Bien que ces thèmes soient devenus évidents après coup pour le groupe, Midas a été écrit en grande partie comme un instantané explosif en provenance directe des tripes de Jacob Slater. Plus de la moitié de l’album a été écrite en studio et utilise la même stratégie que la musique: la première idée est souvent la meilleure et il faut lui faire confiance. « Je pense que toutes les meilleures chansons sont faites en 10 minutes, en écrivant tout ce qui nous passe par la tête». Seule la chanson phare du milieu de l’album, ‘Superman’, existait complètement avant que le groupe ne se rende dans le Minnesota, une histoire superbe sur le fait d’être incompris et sous-estimé.

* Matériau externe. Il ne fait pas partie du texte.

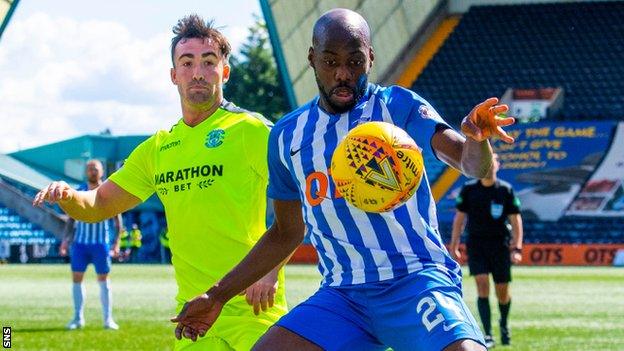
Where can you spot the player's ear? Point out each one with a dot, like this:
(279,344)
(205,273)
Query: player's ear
(174,78)
(226,72)
(311,56)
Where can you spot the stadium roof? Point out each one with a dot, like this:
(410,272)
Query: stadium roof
(6,10)
(20,172)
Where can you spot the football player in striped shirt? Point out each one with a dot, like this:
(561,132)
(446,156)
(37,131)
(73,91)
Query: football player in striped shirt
(90,243)
(388,280)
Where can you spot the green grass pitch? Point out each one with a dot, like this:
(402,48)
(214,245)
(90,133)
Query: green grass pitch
(579,308)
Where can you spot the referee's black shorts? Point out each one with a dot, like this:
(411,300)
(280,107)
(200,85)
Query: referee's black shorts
(489,258)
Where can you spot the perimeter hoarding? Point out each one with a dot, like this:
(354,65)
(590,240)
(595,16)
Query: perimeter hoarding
(548,165)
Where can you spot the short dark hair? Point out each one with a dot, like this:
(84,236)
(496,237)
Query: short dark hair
(193,26)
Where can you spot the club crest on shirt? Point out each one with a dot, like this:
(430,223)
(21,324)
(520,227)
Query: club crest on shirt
(426,112)
(496,210)
(215,138)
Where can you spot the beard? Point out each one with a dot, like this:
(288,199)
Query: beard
(357,91)
(196,96)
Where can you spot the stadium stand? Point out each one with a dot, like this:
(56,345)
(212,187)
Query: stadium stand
(577,46)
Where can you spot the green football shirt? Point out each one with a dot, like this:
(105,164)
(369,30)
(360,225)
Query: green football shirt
(212,181)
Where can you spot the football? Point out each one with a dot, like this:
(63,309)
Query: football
(377,167)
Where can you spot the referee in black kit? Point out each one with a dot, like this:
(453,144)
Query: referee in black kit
(489,204)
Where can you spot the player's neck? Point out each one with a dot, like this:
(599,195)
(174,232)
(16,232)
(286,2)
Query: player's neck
(488,181)
(194,115)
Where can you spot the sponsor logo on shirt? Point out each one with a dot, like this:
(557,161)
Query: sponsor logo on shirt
(170,145)
(182,177)
(215,138)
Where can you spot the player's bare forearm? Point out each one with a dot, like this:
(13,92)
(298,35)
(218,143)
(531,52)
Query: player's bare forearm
(275,246)
(476,158)
(91,206)
(472,154)
(467,155)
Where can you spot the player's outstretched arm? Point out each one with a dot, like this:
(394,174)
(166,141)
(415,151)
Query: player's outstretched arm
(105,201)
(472,154)
(199,314)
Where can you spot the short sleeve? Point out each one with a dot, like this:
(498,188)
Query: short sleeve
(136,174)
(422,120)
(256,145)
(513,202)
(282,186)
(461,202)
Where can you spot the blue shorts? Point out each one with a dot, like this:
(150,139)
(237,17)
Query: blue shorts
(83,254)
(420,311)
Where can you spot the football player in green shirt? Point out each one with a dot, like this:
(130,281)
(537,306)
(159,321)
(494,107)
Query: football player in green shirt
(210,172)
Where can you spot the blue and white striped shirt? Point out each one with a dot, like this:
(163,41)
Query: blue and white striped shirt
(92,233)
(354,246)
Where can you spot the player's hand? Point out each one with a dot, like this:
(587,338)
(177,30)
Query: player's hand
(54,193)
(482,122)
(455,252)
(63,248)
(261,295)
(114,252)
(197,316)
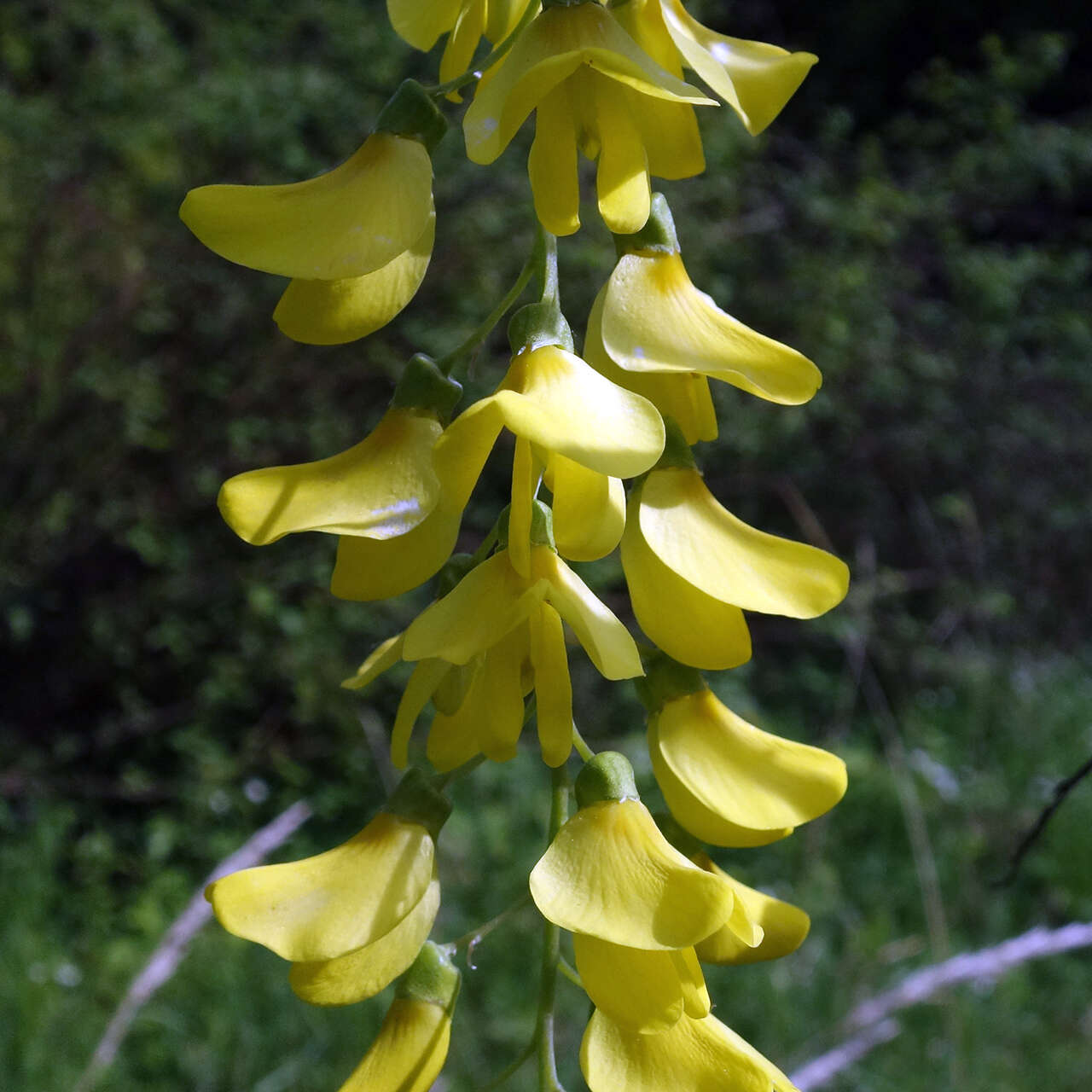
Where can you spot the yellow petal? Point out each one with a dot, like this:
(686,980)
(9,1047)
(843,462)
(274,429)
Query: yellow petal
(654,319)
(553,685)
(708,546)
(334,312)
(490,601)
(328,905)
(562,404)
(603,636)
(421,22)
(730,783)
(382,659)
(363,973)
(755,78)
(696,1055)
(409,1053)
(552,165)
(346,223)
(683,397)
(782,925)
(639,990)
(589,510)
(554,46)
(381,487)
(687,624)
(609,873)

« Il s’agit de quelqu’un qui a l’impression de passer à côté de sa vie, qui aurait pu faire tant de choses mais qui n’a rien fait. Dans sa tête, il y a toujours cette part de lui que le reste du monde n’a jamais pu voir. » Jacob Slater
Midas s’achève avec ‘Aeroplane’, une épopée de presque neuf minutes qui illustre parfaitement le recalibrage créatif de Wunderhorse dans cette nouvelle ère. Écrite au pied levé en studio, la piste acoustique a été jouée encore et encore par le groupe, Craig Silvey a insisté pour que la prise entière soit utilisée. Le morceau se clôt sur un solo de guitare tonitruant et fragmentaire de Harry Fowler qui, certes, aurait pu être peaufiné, mais qui tire toute sa puissance de sa nature brute.
« Il n’y a absolument aucun faux-semblant sur ce disque, conclut Jacob Slater. Il n’est pas censé être parfait, il est censé être un instantané, même s’il s’agit d’un portrait un peu laid. C’est comme ça qu’il a été, et c’est comme ça que vous le verrez. » Et on a l’impression que vous êtes là, dans la pièce, avec eux.